A vampire film set in 1930s Mississippi may seem out of left field for director Ryan Coogler. But its personal ties to the story and explorations of race and belonging are consistent with his four other feature films, “Fruitvale Station,” “Creed,” and the record-breaking “Black Panther” and its sequel “Black Panther: Wakanda Forever.”
“Sinners,” Coogler told NBC News, is a tribute to his Uncle James, who “was the oldest male member of my family from Mississippi.”
“He meant a lot to me,” Coogler continued. “He passed away right after I was in post-production on ‘Creed’ and all he would do is play blues records.”
Coogler’s longtime friend and collaborator Michael B. Jordan plays twins Smoke and Stack, who leave the Mississippi Delta to fight in World War I and later settled in Chicago, where they are rumored to work with the infamous Al Capone. The brothers return to Mississippi with wads of cash to open a juke joint featuring their cousin Sammie (an acting debut for singer Miles Caton), who plays the “devil’s music” on his guitar while ignoring the warnings of his preacher father.
As the twins prepare for opening night, they add to the mix blues musician Slim (Delroy Lindo), as well as their love interests Annie, a root woman played by “Lovecraft Country” star Wunmi Mosaku, and Hailee Steinfeld’s Mary, who is perceived to be a white, among others.
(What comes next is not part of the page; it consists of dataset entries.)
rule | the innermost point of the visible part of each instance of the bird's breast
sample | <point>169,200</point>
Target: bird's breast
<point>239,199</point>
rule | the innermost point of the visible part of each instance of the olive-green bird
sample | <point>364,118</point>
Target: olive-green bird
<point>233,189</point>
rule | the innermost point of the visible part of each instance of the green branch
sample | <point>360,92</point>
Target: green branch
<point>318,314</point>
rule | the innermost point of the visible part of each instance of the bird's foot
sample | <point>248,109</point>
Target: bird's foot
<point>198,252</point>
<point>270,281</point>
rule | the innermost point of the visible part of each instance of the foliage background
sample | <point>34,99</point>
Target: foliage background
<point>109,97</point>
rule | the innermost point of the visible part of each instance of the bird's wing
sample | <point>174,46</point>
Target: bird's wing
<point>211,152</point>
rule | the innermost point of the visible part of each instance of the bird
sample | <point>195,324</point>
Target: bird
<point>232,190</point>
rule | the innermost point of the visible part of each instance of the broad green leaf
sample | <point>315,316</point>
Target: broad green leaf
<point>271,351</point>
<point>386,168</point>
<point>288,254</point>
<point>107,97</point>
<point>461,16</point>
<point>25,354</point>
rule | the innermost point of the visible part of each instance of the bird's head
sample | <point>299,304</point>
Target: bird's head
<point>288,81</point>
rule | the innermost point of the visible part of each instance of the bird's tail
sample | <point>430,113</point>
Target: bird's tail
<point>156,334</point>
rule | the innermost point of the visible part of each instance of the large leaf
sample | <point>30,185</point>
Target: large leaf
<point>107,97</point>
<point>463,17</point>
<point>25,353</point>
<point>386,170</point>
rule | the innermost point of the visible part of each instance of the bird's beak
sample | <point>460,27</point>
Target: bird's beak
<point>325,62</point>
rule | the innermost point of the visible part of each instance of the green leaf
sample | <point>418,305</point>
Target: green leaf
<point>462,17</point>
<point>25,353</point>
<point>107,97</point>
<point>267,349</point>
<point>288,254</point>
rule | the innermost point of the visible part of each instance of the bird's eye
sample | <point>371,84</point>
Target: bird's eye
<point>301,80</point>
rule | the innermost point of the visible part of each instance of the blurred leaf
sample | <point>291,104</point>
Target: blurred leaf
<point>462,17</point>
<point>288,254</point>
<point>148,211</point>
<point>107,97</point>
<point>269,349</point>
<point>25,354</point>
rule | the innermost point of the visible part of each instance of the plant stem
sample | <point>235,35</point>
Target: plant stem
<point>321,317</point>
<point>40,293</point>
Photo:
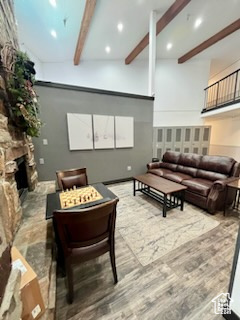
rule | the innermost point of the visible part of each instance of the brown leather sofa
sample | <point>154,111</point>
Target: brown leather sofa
<point>204,176</point>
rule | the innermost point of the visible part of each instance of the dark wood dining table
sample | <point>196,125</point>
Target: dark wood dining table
<point>53,204</point>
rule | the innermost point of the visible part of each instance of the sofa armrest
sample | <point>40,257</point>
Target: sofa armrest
<point>217,195</point>
<point>221,184</point>
<point>153,165</point>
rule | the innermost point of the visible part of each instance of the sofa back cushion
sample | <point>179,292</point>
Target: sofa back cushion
<point>171,157</point>
<point>189,160</point>
<point>187,170</point>
<point>219,164</point>
<point>210,175</point>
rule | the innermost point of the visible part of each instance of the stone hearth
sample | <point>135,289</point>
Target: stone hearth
<point>13,144</point>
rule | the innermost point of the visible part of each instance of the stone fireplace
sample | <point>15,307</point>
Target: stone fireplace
<point>17,172</point>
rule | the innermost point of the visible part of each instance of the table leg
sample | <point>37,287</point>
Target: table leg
<point>225,202</point>
<point>182,199</point>
<point>165,206</point>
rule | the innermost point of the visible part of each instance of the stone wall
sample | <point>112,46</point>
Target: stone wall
<point>13,145</point>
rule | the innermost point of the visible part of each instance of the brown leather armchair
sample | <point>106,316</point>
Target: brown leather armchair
<point>86,234</point>
<point>72,177</point>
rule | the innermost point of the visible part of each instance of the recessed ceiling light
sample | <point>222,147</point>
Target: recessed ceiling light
<point>53,33</point>
<point>120,27</point>
<point>197,23</point>
<point>107,49</point>
<point>53,3</point>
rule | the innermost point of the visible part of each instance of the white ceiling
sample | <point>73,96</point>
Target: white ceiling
<point>37,17</point>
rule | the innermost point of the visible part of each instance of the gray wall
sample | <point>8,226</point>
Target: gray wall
<point>102,165</point>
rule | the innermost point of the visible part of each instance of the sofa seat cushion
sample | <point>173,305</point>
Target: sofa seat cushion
<point>198,185</point>
<point>177,176</point>
<point>159,172</point>
<point>211,175</point>
<point>170,166</point>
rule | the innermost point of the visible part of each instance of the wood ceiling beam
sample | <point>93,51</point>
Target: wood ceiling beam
<point>86,21</point>
<point>168,16</point>
<point>209,42</point>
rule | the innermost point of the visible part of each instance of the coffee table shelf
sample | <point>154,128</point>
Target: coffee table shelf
<point>168,193</point>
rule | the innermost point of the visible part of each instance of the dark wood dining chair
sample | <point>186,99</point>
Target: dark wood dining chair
<point>86,234</point>
<point>72,177</point>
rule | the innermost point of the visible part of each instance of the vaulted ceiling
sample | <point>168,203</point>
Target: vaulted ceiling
<point>37,18</point>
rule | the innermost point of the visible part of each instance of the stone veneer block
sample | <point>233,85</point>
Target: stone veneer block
<point>3,122</point>
<point>11,308</point>
<point>8,213</point>
<point>5,269</point>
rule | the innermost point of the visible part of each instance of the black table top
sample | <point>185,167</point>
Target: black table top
<point>53,201</point>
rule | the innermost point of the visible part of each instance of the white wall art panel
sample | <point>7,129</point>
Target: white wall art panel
<point>103,127</point>
<point>80,132</point>
<point>124,129</point>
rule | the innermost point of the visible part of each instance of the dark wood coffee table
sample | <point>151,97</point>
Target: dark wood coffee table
<point>170,194</point>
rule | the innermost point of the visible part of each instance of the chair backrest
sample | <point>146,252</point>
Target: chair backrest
<point>72,177</point>
<point>86,227</point>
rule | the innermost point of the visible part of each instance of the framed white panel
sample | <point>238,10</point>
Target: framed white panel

Hailee Steinfeld as Mary in “Sinners.”Courtesy Warner Bros. Pictures
In adherence to the strict racial divide of the time, white vampires, however, were not on the guest list.
Blues music is central to the film. “I was trying to understand why my uncle loved it so much,” Coogler said.
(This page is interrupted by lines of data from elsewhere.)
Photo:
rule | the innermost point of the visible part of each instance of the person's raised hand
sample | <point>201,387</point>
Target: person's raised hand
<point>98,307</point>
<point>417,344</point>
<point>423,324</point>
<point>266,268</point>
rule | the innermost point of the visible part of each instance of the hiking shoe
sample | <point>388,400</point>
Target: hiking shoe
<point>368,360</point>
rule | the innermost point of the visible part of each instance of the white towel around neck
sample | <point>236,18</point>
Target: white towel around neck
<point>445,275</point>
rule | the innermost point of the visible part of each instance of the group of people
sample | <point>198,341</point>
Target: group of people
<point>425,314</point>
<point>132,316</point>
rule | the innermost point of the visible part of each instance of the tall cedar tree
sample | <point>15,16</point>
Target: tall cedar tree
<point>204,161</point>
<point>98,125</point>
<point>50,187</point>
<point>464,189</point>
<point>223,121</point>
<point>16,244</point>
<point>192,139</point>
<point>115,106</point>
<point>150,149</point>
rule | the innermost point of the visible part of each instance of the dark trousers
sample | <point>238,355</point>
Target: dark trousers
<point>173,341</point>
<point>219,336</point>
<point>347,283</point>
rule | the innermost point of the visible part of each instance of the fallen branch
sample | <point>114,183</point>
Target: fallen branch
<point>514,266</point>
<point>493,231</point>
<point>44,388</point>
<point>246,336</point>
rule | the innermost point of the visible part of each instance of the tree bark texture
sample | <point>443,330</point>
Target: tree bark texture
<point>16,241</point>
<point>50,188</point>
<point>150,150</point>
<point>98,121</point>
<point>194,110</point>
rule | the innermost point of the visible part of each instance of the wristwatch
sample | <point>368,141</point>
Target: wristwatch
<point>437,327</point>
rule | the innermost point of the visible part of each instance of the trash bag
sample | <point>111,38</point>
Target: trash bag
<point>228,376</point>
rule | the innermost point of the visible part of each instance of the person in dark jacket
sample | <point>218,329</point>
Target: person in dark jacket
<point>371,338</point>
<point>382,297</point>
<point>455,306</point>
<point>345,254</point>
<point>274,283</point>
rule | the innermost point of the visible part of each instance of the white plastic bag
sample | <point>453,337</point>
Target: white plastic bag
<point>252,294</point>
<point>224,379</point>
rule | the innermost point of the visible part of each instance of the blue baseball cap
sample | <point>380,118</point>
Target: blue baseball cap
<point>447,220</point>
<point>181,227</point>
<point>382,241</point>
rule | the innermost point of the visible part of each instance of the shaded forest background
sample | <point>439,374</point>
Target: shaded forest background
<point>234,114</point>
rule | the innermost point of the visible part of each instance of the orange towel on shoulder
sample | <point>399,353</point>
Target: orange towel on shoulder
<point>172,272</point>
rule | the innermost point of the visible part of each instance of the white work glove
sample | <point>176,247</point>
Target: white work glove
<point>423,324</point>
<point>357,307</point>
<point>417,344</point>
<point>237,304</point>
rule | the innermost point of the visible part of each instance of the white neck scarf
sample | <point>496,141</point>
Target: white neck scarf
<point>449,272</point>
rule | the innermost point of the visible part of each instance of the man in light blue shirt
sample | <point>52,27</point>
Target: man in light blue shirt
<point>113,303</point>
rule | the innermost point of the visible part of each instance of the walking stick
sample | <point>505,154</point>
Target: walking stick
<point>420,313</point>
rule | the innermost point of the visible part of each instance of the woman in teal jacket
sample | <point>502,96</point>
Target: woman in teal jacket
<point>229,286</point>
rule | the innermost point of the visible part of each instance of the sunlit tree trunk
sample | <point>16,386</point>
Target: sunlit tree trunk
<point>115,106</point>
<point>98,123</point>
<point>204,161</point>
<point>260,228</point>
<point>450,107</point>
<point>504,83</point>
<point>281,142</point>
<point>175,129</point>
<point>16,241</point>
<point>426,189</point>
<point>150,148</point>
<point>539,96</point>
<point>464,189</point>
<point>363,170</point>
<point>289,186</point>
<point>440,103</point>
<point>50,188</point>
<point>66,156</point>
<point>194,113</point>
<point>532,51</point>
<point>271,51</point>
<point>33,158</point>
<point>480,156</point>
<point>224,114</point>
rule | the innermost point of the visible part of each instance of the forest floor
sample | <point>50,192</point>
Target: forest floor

“When I got into it, in terms of researching it, it just blew my mind,” Coogler added. “I came to the conclusion that this art form is probably our country’s greatest contribution to global culture.”
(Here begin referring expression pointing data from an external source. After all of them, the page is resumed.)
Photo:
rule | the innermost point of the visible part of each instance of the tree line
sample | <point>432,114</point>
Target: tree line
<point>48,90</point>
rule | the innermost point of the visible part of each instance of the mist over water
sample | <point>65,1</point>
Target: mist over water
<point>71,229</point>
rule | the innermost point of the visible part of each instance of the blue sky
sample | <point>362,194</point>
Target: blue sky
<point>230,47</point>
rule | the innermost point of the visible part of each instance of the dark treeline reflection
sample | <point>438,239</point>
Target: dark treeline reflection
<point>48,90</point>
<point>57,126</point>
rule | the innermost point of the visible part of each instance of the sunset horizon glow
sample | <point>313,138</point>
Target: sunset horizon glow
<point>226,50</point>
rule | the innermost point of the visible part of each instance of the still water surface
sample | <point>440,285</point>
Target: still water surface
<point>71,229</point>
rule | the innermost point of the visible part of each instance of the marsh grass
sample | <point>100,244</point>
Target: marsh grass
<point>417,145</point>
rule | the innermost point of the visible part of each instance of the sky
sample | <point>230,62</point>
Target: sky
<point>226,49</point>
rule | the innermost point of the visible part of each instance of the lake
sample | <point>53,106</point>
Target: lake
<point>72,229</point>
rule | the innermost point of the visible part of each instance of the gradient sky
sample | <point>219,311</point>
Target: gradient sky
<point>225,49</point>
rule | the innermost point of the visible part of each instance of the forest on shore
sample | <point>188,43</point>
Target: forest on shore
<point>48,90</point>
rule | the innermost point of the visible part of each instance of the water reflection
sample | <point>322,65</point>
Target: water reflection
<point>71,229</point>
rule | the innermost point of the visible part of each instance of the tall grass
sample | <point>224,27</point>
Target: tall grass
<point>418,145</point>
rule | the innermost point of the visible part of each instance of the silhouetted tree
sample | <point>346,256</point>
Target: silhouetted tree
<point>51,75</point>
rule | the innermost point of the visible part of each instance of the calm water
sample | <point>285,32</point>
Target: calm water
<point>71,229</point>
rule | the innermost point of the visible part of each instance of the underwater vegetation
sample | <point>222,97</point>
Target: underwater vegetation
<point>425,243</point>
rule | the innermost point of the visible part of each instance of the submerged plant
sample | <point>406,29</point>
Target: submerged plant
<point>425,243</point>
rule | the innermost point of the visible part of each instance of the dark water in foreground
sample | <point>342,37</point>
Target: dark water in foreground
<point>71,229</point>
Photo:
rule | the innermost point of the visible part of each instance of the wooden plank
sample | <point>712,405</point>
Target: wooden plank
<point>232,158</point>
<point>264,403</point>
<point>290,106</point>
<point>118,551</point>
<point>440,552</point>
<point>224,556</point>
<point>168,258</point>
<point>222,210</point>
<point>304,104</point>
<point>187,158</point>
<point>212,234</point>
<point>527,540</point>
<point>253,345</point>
Swedish composer Ludwig Göransson, Coogler’s University of Southern California Film School classmate, who has scored all his feature films, including “Sinners,” developed an appreciation for the blues from his father. The elder Göransson became a lifelong fan of the genre as Mississippi blues artists like Albert King toured Europe and stopped in Sweden. Witnessing his uncle’s passion for the blues in someone who didn’t even hail from the U.S. it stirred him profoundly, he said.
“I was on a blues trip with Ludwig and his dad, and it was his dad’s lifelong dream to go to Mississippi,” Coogler said. “This is a 70-year-old man from Sweden and we’re standing on the Dockery Plantation in the Mississippi Delta, and he has tears in his eyes. And I got tears in mine for two different reasons.”
That trip to the birthplace of the Delta Blues popularized by Charley Patton inspired Coogler to make “Sinners” as big and boldly cinematic as possible. The director struck out to show “how brilliant these people were, how they persevered, and how their culture went to these metropolises and dominated, and to dispel all the lies told about them.”